The Information Commissioner and enforcementMonetary penalty notices—database
The ICO and FCA have a memorandum of understanding governing cases where an FCA-regulated entity suffers an incident affecting personal data. Both regulators have the power to issue monetary penalties/fines. The ICO currently has the power to issue monetary penalties of up to £500,000 for serious data protection breaches that are likely to cause substantial distress. Once the GDPR applies, the ICO will have the power to issue fines of up to the greater of €20m or 4% of global turnover. There is no limit on the amount of fines the FCA can impose. In the past, the FCA has taken the lead on issuing fines to financial services businesses that have breached the FCA rules and DPA 1998. The ICO also has the power to issue enforcement notices that require organisations to change the way they operate, for example, to implement further security measures to prevent further breaches from occurring. Often the cost of complying with these notices is higher than the fine that is issued.
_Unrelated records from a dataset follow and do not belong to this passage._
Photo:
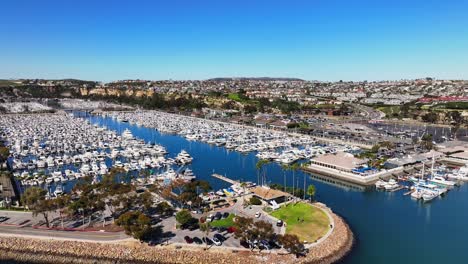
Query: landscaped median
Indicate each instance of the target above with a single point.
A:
(308, 222)
(337, 243)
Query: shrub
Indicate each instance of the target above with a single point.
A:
(255, 201)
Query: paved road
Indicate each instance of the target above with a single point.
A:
(62, 235)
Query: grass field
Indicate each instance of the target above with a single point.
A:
(226, 222)
(315, 225)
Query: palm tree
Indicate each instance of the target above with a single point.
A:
(205, 228)
(285, 167)
(243, 185)
(260, 164)
(311, 191)
(294, 168)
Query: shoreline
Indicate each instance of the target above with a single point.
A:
(36, 250)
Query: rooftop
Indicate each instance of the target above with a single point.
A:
(267, 193)
(340, 159)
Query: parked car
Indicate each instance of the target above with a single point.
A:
(220, 237)
(245, 244)
(188, 240)
(231, 229)
(216, 241)
(210, 218)
(197, 240)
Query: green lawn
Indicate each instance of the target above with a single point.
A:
(226, 222)
(315, 225)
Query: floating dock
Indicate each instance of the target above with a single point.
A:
(224, 178)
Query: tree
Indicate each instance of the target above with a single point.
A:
(262, 230)
(164, 208)
(205, 228)
(255, 201)
(430, 117)
(292, 244)
(260, 168)
(183, 216)
(4, 154)
(146, 199)
(35, 199)
(311, 191)
(243, 225)
(135, 224)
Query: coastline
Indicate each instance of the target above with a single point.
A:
(36, 250)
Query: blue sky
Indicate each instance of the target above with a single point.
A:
(174, 39)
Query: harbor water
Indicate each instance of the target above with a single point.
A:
(389, 227)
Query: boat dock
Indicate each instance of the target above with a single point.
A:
(226, 179)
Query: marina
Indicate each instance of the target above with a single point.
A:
(386, 206)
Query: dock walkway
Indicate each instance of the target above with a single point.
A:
(226, 179)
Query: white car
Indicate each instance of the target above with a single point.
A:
(216, 241)
(210, 218)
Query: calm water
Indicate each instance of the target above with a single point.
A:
(389, 227)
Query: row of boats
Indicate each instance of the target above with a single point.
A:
(58, 148)
(428, 187)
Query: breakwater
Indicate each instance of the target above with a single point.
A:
(34, 250)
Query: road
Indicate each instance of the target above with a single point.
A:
(62, 235)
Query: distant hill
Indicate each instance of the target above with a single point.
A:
(220, 79)
(8, 83)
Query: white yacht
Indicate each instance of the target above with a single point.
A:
(58, 190)
(183, 157)
(391, 185)
(429, 195)
(442, 181)
(380, 184)
(127, 134)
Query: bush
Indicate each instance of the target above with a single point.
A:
(255, 201)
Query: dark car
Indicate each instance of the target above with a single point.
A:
(231, 229)
(194, 226)
(279, 223)
(188, 240)
(218, 216)
(191, 225)
(155, 220)
(220, 237)
(207, 241)
(197, 240)
(244, 244)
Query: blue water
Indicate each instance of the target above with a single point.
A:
(389, 227)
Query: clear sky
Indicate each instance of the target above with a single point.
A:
(198, 39)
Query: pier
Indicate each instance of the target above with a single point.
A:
(226, 179)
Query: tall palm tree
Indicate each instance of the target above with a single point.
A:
(285, 167)
(294, 168)
(260, 168)
(205, 228)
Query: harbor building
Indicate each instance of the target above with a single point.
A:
(339, 161)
Are there any gaps in financial services regulation regarding cyber-attacks? If so, how could the law be improved in this area?
The FCA Handbook already contains wide requirements in relation to the systems and controls that a regulated firm must have in place. In particular, a firm must have effective processes to identify, manage, monitor and report risks and internal control mechanisms. Therefore, the FCA has considerable discretion to interpret any cyber-security failings as indicative of wider failings in systems and controls. The FCA has a range of enforcement options including public censure, the power to issue unlimited fines and, perhaps most significantly, the ability to restrict or revoke a firm’s authorisation if it regards the firm’s conduct to be particularly serious.
Firms are required to scrutinise carefully any third party to which they wish to outsource the performance of any important function such as cyber-security. Further, in undertaking such outsourcing, firms need to do all they can to avoid impairing either the quality of their internal control or the ability of regulators to monitor the third party’s compliance.
Further, banks are subject to the senior manager’s regime, under which responsibility for important functions must be allocated to a designated senior manager. Therefore, the FCA will expect to see clear ownership of cybersecurity at a senior level and will not be satisfied if responsibility for such matters is delegated to someone at a more junior level. If a senior manager’s conduct were to fall below the required standard, they would be at risk of criminal sanctions.
Any further thoughts which lawyers advising in this area can take away?
The risk of cyber-attack is more significant than ever. Preparation is key to being able to limit the impact of a breach. This means knowing what data the business has and where it is stored, having appropriate security measures in place to reduce the risk of a breach occurring and implementing a data breach and incident response plan, which is regularly tested to ensure its effectiveness.